Third stage of labor not accompanied by pain, although the woman feels the ongoing contractions. For the birth of the placenta, it is necessary to push several times. In the case when the spontaneous birth of the placenta is difficult, you can enter oxytocin, which will accelerate its discharge. After the placenta leaves the woman, an ice pack is placed on the lower abdomen to enhance the uterine contractions. The afterbirth is carefully examined by the obstetrician for integrity to make sure that there are no parts left in the uterine cavity, due to which uterine bleeding may occur. After childbirth, the woman's condition is also monitored: the pulse is measured, blood pressure, blood flowing from the genital opening, is collected in a special container to determine the amount of blood loss. They also examine the external and internal genital organs for tears and injuries. After giving birth, the woman remains in the maternity ward for 2 hours, and then is transferred to the postpartum ward, where a 6-hour bed rest is observed.

Update: November 2018

The birth of a long-awaited baby is a joyful event, but by no means in all cases childbirth ends successfully, not only for the mother, but also for the child. One of these complications is fetal asphyxiation, which arose during childbirth. This complication is diagnosed in 4 - 6% of newly born children, and according to some authors, the frequency of newborn asphyxia is 6 - 15%.

Definition of newborn asphyxia

In Latin, asphyxia means suffocation, that is, lack of oxygen. Asphyxia of newborns is a pathological condition in which gas exchange in the body of a newborn is disturbed, which is accompanied by a lack of oxygen in the tissues of the child and his blood and the accumulation of carbon dioxide.

As a result, a newborn who was born with signs of live birth either cannot breathe on its own in the first minute after birth, or he has separate, superficial, convulsive and irregular respiratory movements against the background of an existing heartbeat. Such children are immediately given resuscitation measures, and the prognosis (possible consequences) for this pathology depends on the severity of asphyxia, the timeliness and quality of resuscitation.

Classification of newborn asphyxia

By the time of occurrence, there are 2 forms of asphyxia:

  • primary - develops immediately after the birth of the baby;
  • secondary - it is diagnosed within the first days after childbirth (that is, at first the child breathed independently and actively, and then suffocation occurred).

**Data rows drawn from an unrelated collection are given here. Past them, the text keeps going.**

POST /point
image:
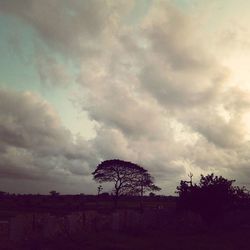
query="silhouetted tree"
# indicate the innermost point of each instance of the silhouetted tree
(211, 197)
(54, 193)
(128, 178)
(99, 189)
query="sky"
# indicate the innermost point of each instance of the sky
(164, 84)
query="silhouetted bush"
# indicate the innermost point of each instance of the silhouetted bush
(211, 197)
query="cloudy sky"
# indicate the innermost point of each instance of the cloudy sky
(164, 84)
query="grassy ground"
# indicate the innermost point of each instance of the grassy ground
(157, 240)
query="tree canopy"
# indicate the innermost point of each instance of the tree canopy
(211, 197)
(128, 178)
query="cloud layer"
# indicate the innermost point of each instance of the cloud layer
(160, 97)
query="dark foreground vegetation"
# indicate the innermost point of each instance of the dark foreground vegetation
(210, 214)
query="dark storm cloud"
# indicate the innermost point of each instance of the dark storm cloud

According to the severity (clinical manifestations), there are:

  • mild asphyxia;
  • moderate asphyxia;
  • severe asphyxia.

Factors provoking the development of asphyxia

This pathological condition does not belong to independent diseases, but is only a manifestation of complications of the course of pregnancy, diseases of the woman and the fetus. The causes of asphyxia include:

Fruit factors

  • ) The child has;
  • Rh-conflict pregnancy;
  • anomalies in the development of the organs of the bronchopulmonary system;
  • intrauterine infections;
  • prematurity;
  • intrauterine growth retardation;
  • blockage of the airways (mucus, amniotic fluid, meconium) or aspiration asphyxiation;
  • malformations of the heart and brain of the fetus.

Maternal factors

  • severe, occurring against a background of high blood pressure and severe edema;
  • decompensated extragenital pathology (cardiovascular diseases, diseases of the pulmonary system);
  • pregnant women;
  • endocrine pathology (, ovarian dysfunction);
  • shock of a woman during childbirth;
  • disturbed ecology;
  • bad habits (smoking, alcohol abuse, drug use);
  • inadequate and inadequate nutrition;
  • taking medications contraindicated during gestation;
  • infectious diseases.

Factors contributing to the development of disorders in the uteroplacental circle:

  • post-term pregnancy;
  • premature aging of the placenta;
  • premature placental abruption;
  • pathology of the umbilical cord (cord entanglement, true and false nodes);
  • permanent threat of interruption;
  • and bleeding associated with it;
  • multiple pregnancy;
  • excess or lack of amniotic fluid;
  • abnormalities of labor forces (and discoordination, rapid and impetuous labor);
  • injecting drugs less than 4 hours before the completion of labor;
  • general anesthesia of a woman;
  • rupture of the uterus;

Secondary asphyxia is provoked by the following diseases and pathology in a newborn

  • impaired cerebral circulation in a child due to residual effects of damage to the brain and lungs during childbirth;
  • heart defects not identified and not immediately manifested at birth;
  • aspiration of milk or mixture after the feeding procedure or poor-quality sanitation of the stomach immediately after birth;
  • respiratory distress syndrome due to pneumopathies:
    • the presence of hyaline membranes;
    • edematous hemorrhagic syndrome;
    • pulmonary hemorrhage;
    • atelectasis in the lungs.

The mechanism of development of asphyxia

It does not matter what caused the lack of oxygen in the body of a newly born child, in any case, metabolic processes, hemodynamics and microcirculation are rearranged.

The severity of the pathology depends on how long and intense the hypoxia was. Due to metabolic and hemodynamic rearrangements, acidosis develops, which is accompanied by a lack of glucose, azotemia and hyperkalemia (later hypokalemia).

With acute hypoxia, the volume of circulating blood increases, and with chronic and subsequent asphyxia, the volume of blood decreases. As a result, the blood thickens, its viscosity increases, and the aggregation of platelets and erythrocytes increases.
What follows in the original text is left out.